From my perspective, it looks like this: My child sees a toy that another child has and attempts to take it, either by asking or by force. The other child does not want to give up the toy, and resists. I point out that the toy either belongs to or is being used by the other child, and help my child give it back if necessary. So far, so good. But at this point, the other child’s parent typically steps in, yanks the toy back out of their child’s hand and hands it to my child, saying, “Oh no, let him have that! You need to share!” This is often followed by the other child crying and asking for their toy back, and their parent ignoring them or saying, “You’re fine. It’s nice to share.”
So, what is the other child potentially thinking, feeling, and learning when sharing is forced? If someone else wants something I have, I’m expected to give it up immediately in order to “be nice.” Maybe I’d better hang onto my things more tightly! Sharing isn’t fun. My feelings aren’t important. My parent cares about the other child more than me.
And what is my child learning? If I want something that someone else has, I can take it by force. If they don’t want to give it to me, an adult will help me take it. The biggest, strongest person gets to decide who has what. Other people’s feelings don’t matter as long as I get what I want.
Adults don’t share.
“We share our things.” Well, actually, no. “We” don’t, although for some reason, we expect children to. And this is yet another reason sharing can be so tricky for kids; we don’t generally model it for them. And when we do, we use different language. Adults don’t typically “share” (unless we’re talking about appetizers or memes) or even “take turns.” We say, “Do you mind if we join you?” or “Is this being used?” We ask if we can borrow a pen, not share it, or have a turn.
When we go out with family or friends to a crowded restaurant with no immediate availability, we have a choice to either wait for a spot to open up or try a different restaurant. Once we are seated, it’s understood that the table is ours to use for as long as we want, regardless of anyone else still waiting to be seated. Imagine if halfway through your meal, the manager came to your table and said, “I’m sorry, you’ve had this table long enough, and now it’s someone else’s turn.” I doubt you’d be leaving a tip. If they added, “Sharing is caring!” I’m guessing you might be tempted to write a scathing review.

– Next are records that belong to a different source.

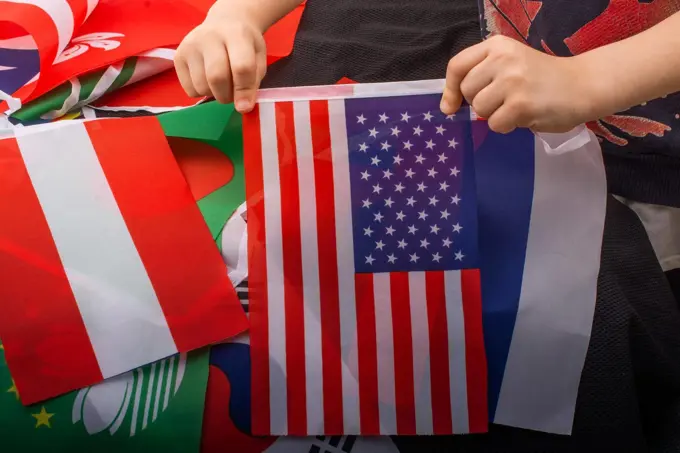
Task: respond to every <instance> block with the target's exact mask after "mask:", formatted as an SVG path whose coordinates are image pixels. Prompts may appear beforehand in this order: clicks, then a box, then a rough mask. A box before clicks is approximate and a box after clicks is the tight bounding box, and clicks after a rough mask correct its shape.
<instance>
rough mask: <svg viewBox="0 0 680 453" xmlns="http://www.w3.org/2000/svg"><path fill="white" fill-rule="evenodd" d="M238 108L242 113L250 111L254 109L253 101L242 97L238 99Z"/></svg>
mask: <svg viewBox="0 0 680 453" xmlns="http://www.w3.org/2000/svg"><path fill="white" fill-rule="evenodd" d="M235 105H236V110H237V111H238V112H240V113H248V112H250V111H251V110H252V109H253V104H252V102H250V101H248V100H247V99H240V100H238V101H236V104H235Z"/></svg>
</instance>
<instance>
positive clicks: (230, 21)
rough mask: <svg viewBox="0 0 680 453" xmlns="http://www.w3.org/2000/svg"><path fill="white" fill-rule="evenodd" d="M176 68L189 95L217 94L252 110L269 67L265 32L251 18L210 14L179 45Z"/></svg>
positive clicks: (221, 97)
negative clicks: (245, 20) (245, 17)
mask: <svg viewBox="0 0 680 453" xmlns="http://www.w3.org/2000/svg"><path fill="white" fill-rule="evenodd" d="M175 69H176V70H177V76H178V77H179V81H180V83H181V84H182V87H183V88H184V90H185V91H186V92H187V94H188V95H189V96H193V97H197V96H211V95H212V96H214V97H215V99H217V100H218V101H219V102H222V103H229V102H234V105H235V107H236V110H238V111H239V112H248V111H250V110H252V108H253V106H254V104H255V97H256V93H257V89H258V87H259V86H260V82H261V81H262V78H263V77H264V75H265V72H266V70H267V56H266V49H265V42H264V38H263V37H262V32H261V31H260V30H259V29H258V28H257V27H256V26H255V25H254V24H250V23H248V21H244V20H237V19H235V18H225V17H223V16H219V15H217V14H215V15H213V16H211V14H208V17H207V18H206V20H205V22H203V23H202V24H201V25H199V26H198V27H196V28H195V29H194V30H193V31H191V32H190V33H189V34H188V35H187V36H186V37H185V38H184V40H183V41H182V43H181V44H180V46H179V47H178V48H177V53H176V55H175Z"/></svg>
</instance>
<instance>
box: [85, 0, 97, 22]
mask: <svg viewBox="0 0 680 453" xmlns="http://www.w3.org/2000/svg"><path fill="white" fill-rule="evenodd" d="M97 3H99V0H87V12H86V13H85V19H87V18H88V17H90V14H92V11H94V9H95V8H96V7H97Z"/></svg>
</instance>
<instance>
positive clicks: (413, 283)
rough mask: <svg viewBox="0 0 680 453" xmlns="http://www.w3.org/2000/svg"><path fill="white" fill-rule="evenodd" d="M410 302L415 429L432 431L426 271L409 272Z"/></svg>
mask: <svg viewBox="0 0 680 453" xmlns="http://www.w3.org/2000/svg"><path fill="white" fill-rule="evenodd" d="M408 285H409V286H408V287H409V306H410V308H411V338H412V341H413V387H414V396H415V404H416V433H417V434H433V430H434V428H433V426H432V385H431V382H430V325H429V323H428V319H427V303H426V291H425V273H424V272H409V274H408Z"/></svg>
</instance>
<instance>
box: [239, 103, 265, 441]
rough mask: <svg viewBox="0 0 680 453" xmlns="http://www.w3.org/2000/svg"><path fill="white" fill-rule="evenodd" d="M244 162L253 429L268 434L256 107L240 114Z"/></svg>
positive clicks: (261, 197) (263, 215) (263, 284)
mask: <svg viewBox="0 0 680 453" xmlns="http://www.w3.org/2000/svg"><path fill="white" fill-rule="evenodd" d="M243 149H247V150H248V152H247V153H243V161H244V162H243V163H244V167H245V174H246V203H247V208H248V224H247V225H248V299H249V305H250V306H249V308H250V356H251V358H250V360H251V385H252V390H251V397H250V398H251V410H252V430H253V434H254V435H256V436H264V435H268V434H270V432H271V431H270V423H269V419H270V409H269V327H268V326H269V321H268V313H267V261H266V253H267V249H266V244H265V217H264V176H263V174H262V137H261V135H260V112H259V107H257V106H256V107H255V110H254V111H253V112H252V113H250V114H248V115H244V116H243Z"/></svg>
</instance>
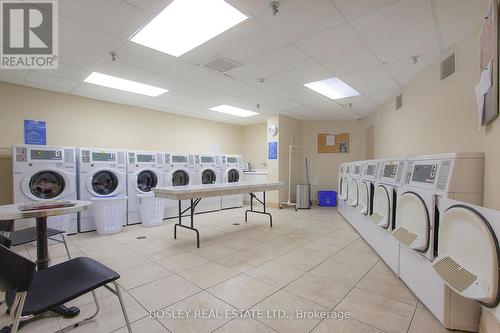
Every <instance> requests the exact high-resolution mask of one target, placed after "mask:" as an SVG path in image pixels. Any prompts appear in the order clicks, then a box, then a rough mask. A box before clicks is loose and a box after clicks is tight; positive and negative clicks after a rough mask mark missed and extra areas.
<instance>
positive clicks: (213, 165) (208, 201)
mask: <svg viewBox="0 0 500 333" xmlns="http://www.w3.org/2000/svg"><path fill="white" fill-rule="evenodd" d="M194 160H195V164H196V167H195V174H196V179H195V181H196V184H202V185H207V186H209V185H211V184H220V183H221V182H222V181H221V177H222V170H221V168H222V157H221V156H220V155H214V154H196V155H195V157H194ZM220 209H221V197H220V196H219V197H207V198H203V199H201V201H200V202H199V203H198V206H196V212H198V213H206V212H214V211H217V210H220Z"/></svg>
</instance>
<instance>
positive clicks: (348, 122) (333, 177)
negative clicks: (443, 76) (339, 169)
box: [302, 120, 366, 198]
mask: <svg viewBox="0 0 500 333" xmlns="http://www.w3.org/2000/svg"><path fill="white" fill-rule="evenodd" d="M318 133H334V134H338V133H349V141H350V145H349V153H347V154H344V153H342V154H341V153H339V154H318V153H317V135H318ZM302 135H303V139H302V141H303V145H304V157H307V158H308V162H309V177H310V180H311V184H312V197H313V198H317V191H318V190H332V189H333V190H336V191H337V190H338V189H337V187H338V186H337V185H338V179H337V178H338V176H337V174H338V168H339V166H340V164H341V163H345V162H351V161H357V160H364V159H366V137H365V136H366V132H365V126H364V124H363V123H362V122H360V121H357V120H354V121H304V122H303V126H302Z"/></svg>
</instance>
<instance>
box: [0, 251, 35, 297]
mask: <svg viewBox="0 0 500 333" xmlns="http://www.w3.org/2000/svg"><path fill="white" fill-rule="evenodd" d="M34 275H35V263H34V262H32V261H30V260H28V259H26V258H24V257H23V256H20V255H19V254H17V253H14V252H12V251H11V250H9V249H8V248H6V247H5V246H3V245H0V290H1V291H3V292H5V291H7V290H15V291H18V292H23V291H28V290H29V289H30V287H31V281H32V280H33V276H34Z"/></svg>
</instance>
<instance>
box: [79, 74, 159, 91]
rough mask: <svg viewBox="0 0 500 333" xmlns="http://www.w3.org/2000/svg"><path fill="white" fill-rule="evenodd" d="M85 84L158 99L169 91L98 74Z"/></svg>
mask: <svg viewBox="0 0 500 333" xmlns="http://www.w3.org/2000/svg"><path fill="white" fill-rule="evenodd" d="M84 82H87V83H92V84H97V85H98V86H103V87H108V88H113V89H119V90H124V91H129V92H132V93H136V94H141V95H146V96H151V97H156V96H159V95H161V94H164V93H166V92H167V91H168V90H167V89H162V88H158V87H154V86H150V85H148V84H144V83H139V82H135V81H130V80H126V79H121V78H119V77H116V76H111V75H106V74H102V73H98V72H93V73H92V74H90V75H89V76H88V77H87V78H86V79H85V80H84Z"/></svg>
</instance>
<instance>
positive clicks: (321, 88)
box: [304, 77, 361, 99]
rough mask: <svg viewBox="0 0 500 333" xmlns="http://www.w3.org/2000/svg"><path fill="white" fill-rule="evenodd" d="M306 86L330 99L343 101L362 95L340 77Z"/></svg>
mask: <svg viewBox="0 0 500 333" xmlns="http://www.w3.org/2000/svg"><path fill="white" fill-rule="evenodd" d="M304 86H306V87H307V88H309V89H312V90H314V91H316V92H317V93H320V94H321V95H323V96H326V97H328V98H330V99H341V98H347V97H353V96H359V95H361V94H360V93H359V92H358V91H357V90H356V89H354V88H353V87H351V86H350V85H348V84H347V83H345V82H344V81H342V80H341V79H339V78H338V77H332V78H330V79H325V80H321V81H315V82H310V83H306V84H304Z"/></svg>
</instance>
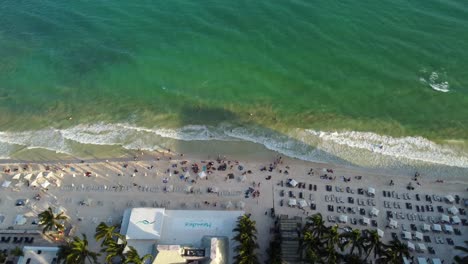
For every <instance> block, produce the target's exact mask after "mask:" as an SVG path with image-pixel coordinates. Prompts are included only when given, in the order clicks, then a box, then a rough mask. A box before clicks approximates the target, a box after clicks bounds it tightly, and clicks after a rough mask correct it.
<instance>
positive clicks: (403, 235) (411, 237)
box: [403, 231, 413, 240]
mask: <svg viewBox="0 0 468 264" xmlns="http://www.w3.org/2000/svg"><path fill="white" fill-rule="evenodd" d="M411 238H413V237H412V236H411V233H410V232H408V231H403V239H406V240H410V239H411Z"/></svg>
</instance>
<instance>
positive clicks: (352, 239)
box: [340, 229, 364, 256]
mask: <svg viewBox="0 0 468 264" xmlns="http://www.w3.org/2000/svg"><path fill="white" fill-rule="evenodd" d="M340 238H341V243H340V249H341V251H344V250H345V249H346V248H347V247H349V246H351V249H350V250H349V254H350V255H353V253H354V250H355V249H357V250H358V253H359V256H361V255H362V252H363V250H364V249H363V247H362V235H361V230H359V229H352V230H351V231H348V232H344V233H342V234H341V235H340Z"/></svg>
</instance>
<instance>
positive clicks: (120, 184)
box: [0, 152, 468, 263]
mask: <svg viewBox="0 0 468 264" xmlns="http://www.w3.org/2000/svg"><path fill="white" fill-rule="evenodd" d="M207 155H208V154H207ZM208 156H211V159H209V160H208V159H206V158H207V156H202V157H200V155H190V154H186V155H183V156H182V155H180V154H175V153H169V152H167V153H155V152H135V153H134V154H133V156H131V157H128V156H126V157H122V158H114V159H109V160H106V159H95V160H83V161H81V160H76V159H75V160H65V161H61V162H59V161H54V162H45V161H42V162H29V163H28V162H18V161H4V162H3V163H2V164H1V165H0V167H1V170H2V173H1V176H0V180H1V182H2V183H5V182H10V184H9V186H8V187H6V185H5V186H4V187H1V192H2V195H1V203H0V214H1V215H2V216H4V219H3V221H2V222H1V224H0V232H2V234H6V233H8V232H14V231H12V230H11V229H14V230H22V231H23V232H24V230H30V232H34V231H33V230H40V229H39V227H38V226H37V225H33V224H32V222H33V221H34V219H36V218H37V214H38V213H40V212H41V211H43V210H45V209H46V208H47V207H48V206H52V207H55V208H61V209H63V210H64V211H65V212H66V214H67V215H68V216H69V217H70V223H71V224H72V226H74V230H73V233H74V234H79V233H85V234H87V235H88V237H93V235H94V229H95V227H96V225H97V224H99V222H102V221H103V222H107V223H109V224H118V223H119V222H120V221H121V218H122V215H123V212H124V210H125V209H126V208H129V207H165V208H168V209H193V210H202V209H210V210H233V209H240V207H242V208H243V210H245V212H246V213H250V214H252V218H253V219H254V220H255V221H256V222H257V229H258V242H259V245H260V248H259V250H258V254H259V257H260V260H261V261H264V260H266V253H265V250H266V248H267V247H268V241H269V240H270V237H271V232H270V228H272V227H273V225H274V221H275V219H274V218H273V217H271V216H270V210H271V208H274V210H275V213H276V215H277V216H279V215H288V216H290V217H291V216H300V217H304V218H305V217H307V215H312V214H314V213H316V212H321V213H322V214H323V215H324V218H327V217H328V216H331V217H334V218H338V217H339V216H340V215H343V214H345V215H347V216H348V218H349V219H350V220H349V221H348V223H338V224H339V225H340V226H343V227H344V226H351V227H353V228H370V229H375V228H377V227H373V226H371V225H369V226H363V225H361V224H359V223H357V224H356V225H353V224H351V223H350V222H351V219H352V218H355V219H358V220H360V219H362V218H363V216H362V215H360V214H359V210H360V209H364V210H365V212H366V213H365V214H366V215H365V217H369V218H370V219H371V220H375V221H376V223H377V226H378V228H379V229H381V230H383V231H384V232H385V235H384V237H383V240H384V241H388V240H390V239H391V233H392V232H395V233H397V235H398V236H399V237H400V235H401V233H402V232H403V231H404V230H402V229H401V228H400V227H401V226H403V227H405V228H406V229H408V230H409V231H410V232H412V231H411V230H410V225H411V224H415V225H417V226H418V230H419V226H420V225H422V224H423V223H424V221H418V219H416V220H413V221H411V220H409V219H408V217H406V218H405V219H399V220H397V221H398V223H399V226H398V228H396V229H389V228H387V225H388V220H387V216H386V213H385V211H386V210H391V211H396V212H402V214H403V215H408V214H414V215H417V214H423V215H424V216H426V217H427V220H426V222H427V223H429V221H430V217H434V219H435V221H437V222H438V221H439V219H440V217H441V214H442V213H440V212H438V211H437V210H434V212H424V213H419V212H418V213H416V210H415V206H416V205H418V206H419V205H421V206H422V205H424V206H426V205H433V206H434V207H436V206H442V207H443V210H444V214H448V213H447V209H448V208H449V207H451V206H452V204H449V203H447V202H446V201H445V200H444V197H445V196H446V195H452V196H454V197H455V196H458V197H459V198H460V200H461V202H460V204H455V203H454V205H455V206H456V207H459V208H465V207H464V205H463V201H464V199H466V198H467V195H466V189H467V187H468V181H467V180H466V179H465V180H464V179H463V178H460V177H453V178H451V177H450V175H443V176H442V175H441V177H440V179H443V183H441V182H439V181H438V180H439V179H438V178H434V177H426V176H425V175H421V176H420V177H418V179H417V181H415V180H413V177H414V174H413V175H410V174H408V175H388V174H385V173H384V172H382V173H379V172H378V170H375V169H372V170H365V169H355V168H351V167H340V166H335V165H333V164H321V163H312V162H305V161H300V160H296V159H290V158H286V157H281V159H278V157H279V156H276V154H275V153H273V152H272V153H271V154H270V155H264V156H263V158H262V157H259V156H257V157H255V158H254V159H246V160H243V159H241V157H239V156H237V157H235V158H232V157H229V156H228V157H224V156H219V159H218V160H216V159H217V158H218V156H217V154H214V153H212V154H211V155H208ZM275 161H276V164H275ZM224 164H225V165H226V166H225V168H223V166H224ZM195 165H196V166H198V169H199V171H206V174H207V176H206V177H204V178H200V177H199V176H198V175H197V173H195V172H194V170H193V167H194V166H195ZM220 166H221V168H220ZM270 166H272V169H271V171H270ZM210 167H211V168H214V169H210ZM17 174H20V176H19V179H13V178H14V177H15V175H17ZM29 174H32V176H31V177H33V178H32V179H31V180H30V181H29V187H28V186H27V185H28V183H27V182H26V180H25V179H24V177H25V176H27V175H29ZM38 174H41V175H42V177H43V178H44V179H48V182H49V183H50V185H48V186H46V187H43V186H41V181H38V182H36V183H33V179H34V177H37V175H38ZM49 174H50V175H49ZM325 174H326V175H327V176H326V177H325V176H324V175H325ZM321 176H322V177H321ZM356 176H360V177H356ZM17 177H18V176H17ZM288 179H294V180H295V181H297V182H299V183H304V188H299V187H298V186H296V187H294V188H293V187H291V186H288V184H287V182H288ZM345 179H346V181H345ZM348 179H349V181H348ZM390 181H393V183H394V184H393V185H390ZM410 182H411V185H412V186H413V187H414V190H411V191H410V190H407V186H408V184H409V183H410ZM34 184H35V186H33V185H34ZM327 185H330V186H331V187H332V190H331V191H327V188H326V186H327ZM309 186H310V187H309ZM347 187H349V188H347ZM369 187H372V188H374V189H375V196H373V197H368V196H367V195H366V193H367V190H368V188H369ZM208 188H212V189H213V190H214V191H215V192H214V193H213V192H211V193H210V192H208ZM249 188H251V189H250V190H252V191H253V193H252V192H251V193H249V195H248V196H246V195H245V193H246V191H247V190H249ZM309 188H310V189H309ZM360 188H361V189H363V190H364V193H363V194H359V193H358V191H359V190H358V189H360ZM348 191H349V192H348ZM351 191H352V192H353V193H351ZM383 191H386V192H387V191H388V193H389V194H390V193H392V196H391V197H387V195H385V196H383ZM289 192H292V196H294V197H295V199H297V201H299V200H300V196H302V199H303V200H305V201H306V203H307V206H306V207H305V208H303V209H299V208H298V206H294V207H292V206H288V203H289V202H290V197H289ZM254 193H255V194H257V195H253V194H254ZM406 193H408V194H409V196H410V199H411V200H407V199H406ZM283 194H284V196H282V195H283ZM416 194H419V195H420V197H421V200H420V201H417V200H416V199H415V195H416ZM37 195H39V196H40V199H35V197H36V196H37ZM332 195H333V198H332V199H333V201H330V200H329V199H330V197H331V196H332ZM426 195H430V196H431V197H434V196H433V195H436V196H438V197H442V200H441V201H440V202H436V201H432V202H431V203H429V202H427V201H426V200H425V199H424V197H425V196H426ZM339 197H341V198H340V200H342V201H344V202H341V201H338V198H339ZM350 197H351V198H353V201H354V202H353V203H352V204H351V203H349V200H348V199H349V198H350ZM403 197H405V198H403ZM18 199H28V200H29V202H28V203H27V204H26V206H15V202H16V201H17V200H18ZM335 199H336V201H335ZM358 200H364V202H365V204H364V205H358ZM387 202H390V203H392V209H387V208H385V207H386V205H387ZM394 203H399V204H401V208H398V209H395V208H393V204H394ZM406 203H411V204H412V209H407V208H406V207H405V204H406ZM281 204H282V205H281ZM310 204H315V210H313V209H311V206H310ZM329 205H333V206H334V207H335V208H336V209H335V208H334V210H333V212H330V211H329V210H328V208H329ZM339 206H340V207H341V206H344V207H350V208H355V210H357V213H350V212H349V211H348V212H349V213H338V212H337V210H338V207H339ZM373 207H375V208H377V209H378V210H379V211H380V213H379V214H378V215H377V216H374V217H370V216H368V212H369V211H370V210H371V208H373ZM17 215H24V217H25V218H26V223H25V224H23V225H14V222H15V220H16V217H17ZM459 217H460V218H461V219H462V220H464V219H466V216H465V215H459ZM327 224H328V225H331V224H335V223H334V222H333V223H332V222H327ZM453 227H454V228H456V229H458V230H459V231H460V232H461V234H462V235H455V234H447V233H444V232H441V233H434V232H428V233H425V234H424V235H427V236H429V237H430V239H431V242H430V243H429V242H428V243H426V246H428V247H432V248H433V249H434V251H435V255H430V254H429V253H427V252H424V253H419V252H414V253H413V255H414V256H427V257H435V256H437V257H438V258H441V259H443V260H445V263H448V262H450V261H451V260H452V258H453V256H454V255H455V254H456V252H455V251H453V250H447V249H448V248H449V247H450V248H451V247H452V246H449V245H447V242H445V243H444V244H439V243H436V240H438V237H441V238H442V239H443V240H446V238H452V239H453V241H454V244H455V245H457V244H462V241H463V238H464V237H466V234H467V232H468V229H467V226H464V225H462V224H457V225H453ZM413 233H414V232H413ZM37 237H38V239H37V240H36V242H37V243H42V244H44V245H47V244H48V242H46V241H41V240H40V236H39V235H38V236H37ZM90 243H91V246H92V247H94V248H96V247H97V244H96V243H95V241H93V240H92V239H91V241H90ZM423 243H424V242H423ZM11 246H14V244H11Z"/></svg>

Many parents have a rule about personal belongings not being brought into public places unless they are to be shared. But this doesn’t map to the adult model of behavior either. We bring our personal belongings – phones, purses, bicycles, pets, food – into public spaces all the time, with zero expectation of letting others use them. Kids are people too, and their things are no less important to them than ours are to us.
Kind versus nice
One of the reasons parents often give their children for why we have to share is that it’s “nice.” It might shock some people to hear that I actually don’t want my children to be nice. I do, however, want them to be kind. Kindness is a core value rooted in empathy and compassion. Niceness is an external behavior, often based in a need to please, maintain a social appearance, or get something in return. This is why I strongly caution against telling kids they should share because it will make other kids like them or want to share their things with them. Doing for others to please them or gain their favor is inauthentic and manipulative. Empathy cannot be forced. True generosity and kindness come out of choice.
Sharing on demand may be nice, but it isn’t kind. And praising children for sharing also tends to have a detrimental effect on their generosity.
You can ask. They might say yes or no.
So, what should we do instead? Here’s what works for us: I tell my kids that if they would like something that someone else owns or is using, they can ask. The person might say yes or no, and they need to respect that answer. This teaches awareness of others and respect for their feelings and belongings.
Earlier this year, my husband and I were at a restaurant with our two kids. Our older son requested a root beer. When it came, his little brother wanted some too. “Cameron, can your brother have some?” I asked. “No,” he answered. Now I realized I had boxed myself into a corner, because we had ordered the root beer for Cameron, with no expectation or agreement that it would be shared. My husband tried again: “Can you give some to your brother, please?” “No,” Cameron reiterated, “and you respect my answer!” So we smiled proudly, and ordered another root beer.
We all want our kids to be generous, kind, and empathetic. Giving them space to share freely and authentically, showing respect for their feelings and belongings, and guiding them to respect the feelings and belongings of others is much more effective than forcing generosity at a surface level.